Too often, agents simply choose an office because it has ‘training’. They don’t differentiate between training programs. Yet, I know all training programs aren’t created equal. In fact, unfortunately, a great many of them don’t assure any type of success. How do I know? I look at what happens to the people after they ‘graduate’ from those training programs. So, I think, if you’re going to go to training, you have the right–and responsibility to yourself–to expect that training program would directly affect your success.
What should you expect from a training program?

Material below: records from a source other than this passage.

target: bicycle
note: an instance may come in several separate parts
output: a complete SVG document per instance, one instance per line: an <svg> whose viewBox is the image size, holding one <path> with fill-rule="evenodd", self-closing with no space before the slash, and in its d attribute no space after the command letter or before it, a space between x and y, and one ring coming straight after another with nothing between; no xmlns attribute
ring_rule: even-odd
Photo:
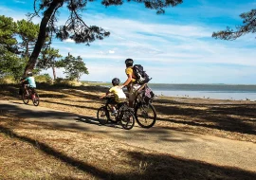
<svg viewBox="0 0 256 180"><path fill-rule="evenodd" d="M23 94L22 94L22 100L25 104L27 104L29 102L29 99L32 100L34 106L39 105L39 95L35 91L34 88L26 87Z"/></svg>
<svg viewBox="0 0 256 180"><path fill-rule="evenodd" d="M111 99L111 97L103 98L106 101L97 112L99 122L101 125L105 125L111 121L114 123L119 123L125 130L132 129L135 125L136 118L134 110L128 106L127 102L120 102L117 105L117 115L111 115L111 107L109 104Z"/></svg>
<svg viewBox="0 0 256 180"><path fill-rule="evenodd" d="M142 128L151 128L156 121L156 112L152 105L152 97L145 100L146 89L147 83L144 83L137 90L134 109L137 123Z"/></svg>

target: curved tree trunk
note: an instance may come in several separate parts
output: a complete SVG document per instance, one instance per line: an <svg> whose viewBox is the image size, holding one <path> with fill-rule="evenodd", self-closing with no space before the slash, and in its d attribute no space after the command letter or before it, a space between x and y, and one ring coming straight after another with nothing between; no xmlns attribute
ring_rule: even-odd
<svg viewBox="0 0 256 180"><path fill-rule="evenodd" d="M54 0L50 4L49 8L44 12L44 17L43 17L41 24L40 24L40 29L39 29L37 42L35 44L35 47L33 49L33 52L32 52L31 56L29 57L29 60L26 65L26 68L25 68L25 71L23 74L24 77L27 76L27 72L32 71L34 69L39 53L41 52L41 49L46 42L46 27L47 27L48 21L52 15L52 13L54 12L55 9L59 6L59 4L63 0Z"/></svg>
<svg viewBox="0 0 256 180"><path fill-rule="evenodd" d="M53 80L56 80L56 71L55 71L55 66L52 65L52 73L53 73Z"/></svg>

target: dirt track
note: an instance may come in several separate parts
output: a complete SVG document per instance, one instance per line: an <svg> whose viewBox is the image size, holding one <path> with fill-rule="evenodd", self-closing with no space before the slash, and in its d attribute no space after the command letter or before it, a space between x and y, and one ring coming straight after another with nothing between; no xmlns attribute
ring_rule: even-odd
<svg viewBox="0 0 256 180"><path fill-rule="evenodd" d="M125 131L119 126L100 126L93 117L7 100L0 100L0 110L15 112L19 117L30 121L83 131L163 153L256 171L256 144L251 142L174 131L157 124L149 130L137 126Z"/></svg>

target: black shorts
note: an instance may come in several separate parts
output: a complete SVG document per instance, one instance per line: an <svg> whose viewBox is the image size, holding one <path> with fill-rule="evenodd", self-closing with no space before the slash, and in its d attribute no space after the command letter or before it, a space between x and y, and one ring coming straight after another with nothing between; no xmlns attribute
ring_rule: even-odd
<svg viewBox="0 0 256 180"><path fill-rule="evenodd" d="M109 103L109 104L116 105L116 104L118 104L119 102L116 101L115 98L112 98L112 99L109 99L108 103Z"/></svg>

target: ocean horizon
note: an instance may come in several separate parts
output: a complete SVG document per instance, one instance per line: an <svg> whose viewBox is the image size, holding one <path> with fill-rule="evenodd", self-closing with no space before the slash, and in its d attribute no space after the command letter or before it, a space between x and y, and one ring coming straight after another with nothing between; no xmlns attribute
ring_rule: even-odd
<svg viewBox="0 0 256 180"><path fill-rule="evenodd" d="M108 87L112 85L110 82L97 83ZM149 87L156 96L256 100L256 84L149 83Z"/></svg>

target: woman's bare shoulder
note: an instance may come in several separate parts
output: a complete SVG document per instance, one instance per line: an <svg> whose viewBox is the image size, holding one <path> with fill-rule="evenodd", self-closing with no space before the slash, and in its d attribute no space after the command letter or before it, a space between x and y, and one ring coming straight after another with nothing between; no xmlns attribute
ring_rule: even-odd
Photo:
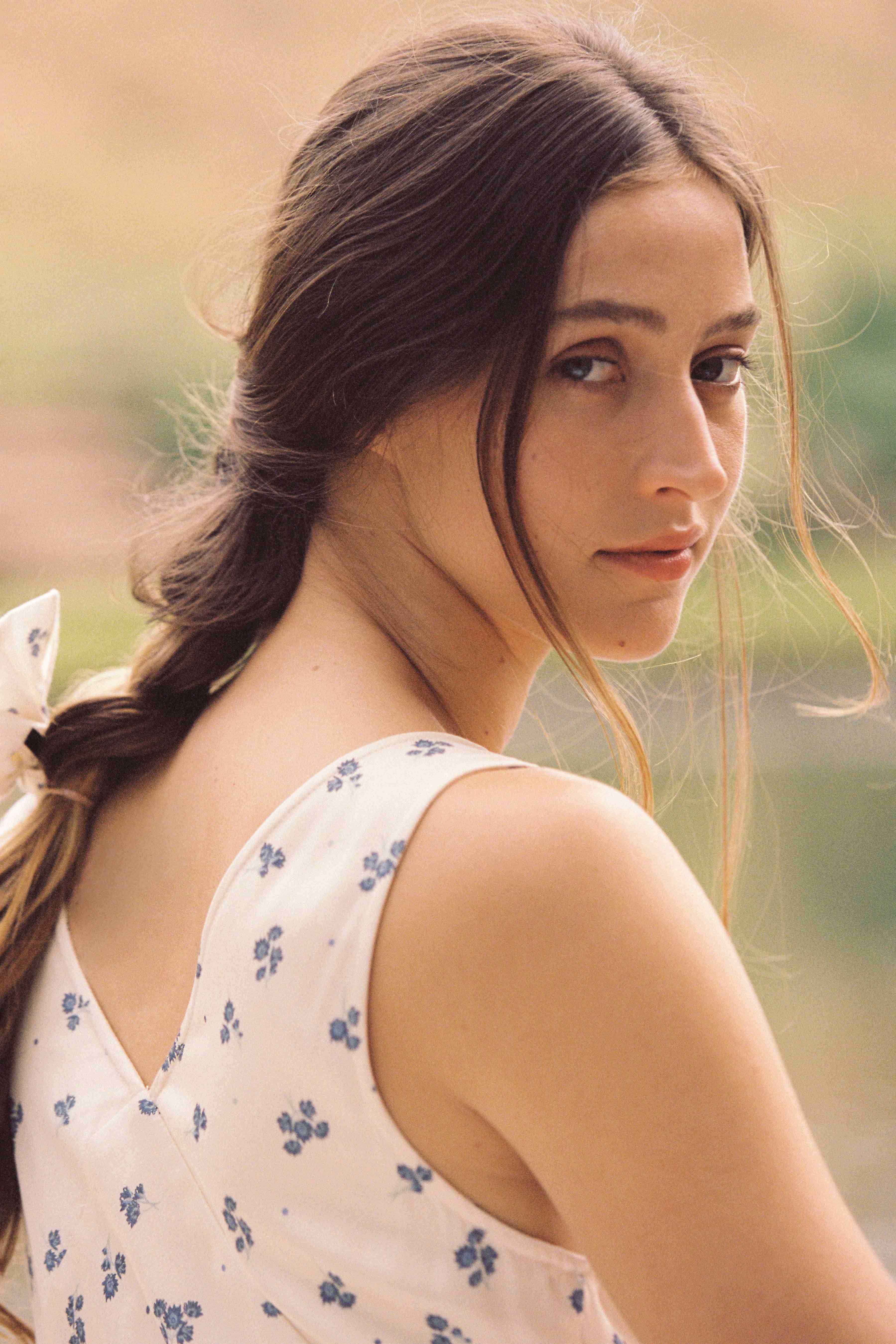
<svg viewBox="0 0 896 1344"><path fill-rule="evenodd" d="M434 1086L521 1157L638 1337L896 1344L731 939L641 808L562 771L463 777L384 929Z"/></svg>

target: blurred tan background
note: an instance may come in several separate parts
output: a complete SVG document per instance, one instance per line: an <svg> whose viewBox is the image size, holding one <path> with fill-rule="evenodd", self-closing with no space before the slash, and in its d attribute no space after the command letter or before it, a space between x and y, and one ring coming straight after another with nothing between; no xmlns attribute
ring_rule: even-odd
<svg viewBox="0 0 896 1344"><path fill-rule="evenodd" d="M549 8L549 5L547 5ZM0 44L0 612L56 586L56 689L128 656L141 617L125 552L136 493L176 462L171 411L223 386L226 341L191 300L227 288L304 118L415 15L488 7L410 0L44 0L4 7ZM512 8L536 8L516 4ZM587 5L568 8L587 12ZM854 536L877 578L819 540L875 630L896 601L896 52L889 0L658 0L592 5L689 54L735 105L776 202L807 439L822 482L876 500ZM298 125L297 125L298 124ZM751 488L780 507L767 407L754 407ZM772 528L779 597L751 581L758 814L735 934L836 1179L896 1273L896 734L801 718L794 702L854 694L842 622L795 578ZM657 765L660 820L709 882L712 765L685 778L685 696L669 664L623 681ZM883 624L880 613L883 610ZM690 644L688 641L692 641ZM693 691L703 737L704 685ZM552 665L509 750L600 767L588 714ZM684 781L684 782L682 782ZM5 1292L21 1301L24 1284Z"/></svg>

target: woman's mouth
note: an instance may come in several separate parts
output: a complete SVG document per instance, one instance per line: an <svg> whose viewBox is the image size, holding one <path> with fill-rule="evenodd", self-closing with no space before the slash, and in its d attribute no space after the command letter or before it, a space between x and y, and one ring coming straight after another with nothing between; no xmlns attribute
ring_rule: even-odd
<svg viewBox="0 0 896 1344"><path fill-rule="evenodd" d="M629 573L658 582L682 579L693 564L690 546L664 551L598 551L598 555Z"/></svg>

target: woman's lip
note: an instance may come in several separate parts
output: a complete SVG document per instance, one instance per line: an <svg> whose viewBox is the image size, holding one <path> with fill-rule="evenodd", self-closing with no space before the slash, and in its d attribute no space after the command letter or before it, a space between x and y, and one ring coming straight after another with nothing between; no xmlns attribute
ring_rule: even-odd
<svg viewBox="0 0 896 1344"><path fill-rule="evenodd" d="M678 551L598 551L603 559L649 579L682 579L693 563L693 547Z"/></svg>

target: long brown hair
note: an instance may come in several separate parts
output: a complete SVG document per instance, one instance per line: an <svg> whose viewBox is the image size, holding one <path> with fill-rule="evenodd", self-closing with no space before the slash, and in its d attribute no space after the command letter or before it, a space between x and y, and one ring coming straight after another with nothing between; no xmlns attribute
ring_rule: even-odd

What to Look For: Five Critical Points
If you’re looking for effective training to get your career started fast, or re-started, you need to choose a training program that has these features:
1. The objective is fast productivity, not just knowledge. When you interview, ask what the objectives of training are with that company. If it’s just knowledge, run the other way! You will know a lot, but you won’t be in business very long!
2. The training program has business-producing expectations and goals. For example, if you expect to make money fast, your training program needs to help you learn to set prospecting goals and attain them. That doesn’t mean lecturing in class. That means you have an activity plan and are working in the field during the class duration. That also means that you aren’t in class all day.
3. The training program is built around a business start-up plan. Ask to see the company’s business start-up plan for you. If it isn’t sales-producing, it isn’t a real start-up plan.
4. Sales skills are practiced by the students in class. How can you expect to be competent with clients if you haven’t gained competency and confidence in the classroom? Clients are very discriminating these days. They expect agents to know what they’re doing! During the interview, ask for a description of how the students spend class time. If the manager says the students listen all the time, pick up your materials and go to the next interview. You need skills training; you don’t need to know everything the instructor knows.
5. Expectations for achievement in sales developing and packaging are clear. Is this a college-level training? In college, students are expected to perform during the course. If you’re not expected to practice outside class, and get your sales packages together (like listing and buyer presentations), then this isn’t a real training. It’s just a time-eating event. Wouldn’t your consumer expect you to have a high level of competence? Then, your training program must deliver.
Armed with these 5 critical expectations, you can choose a training program that is dedicated to assuring you quick results, high sales skill, and confidence with consumers. Why settle for less?
Question: What went wrong with your traiming? What do you think should have been in your training program?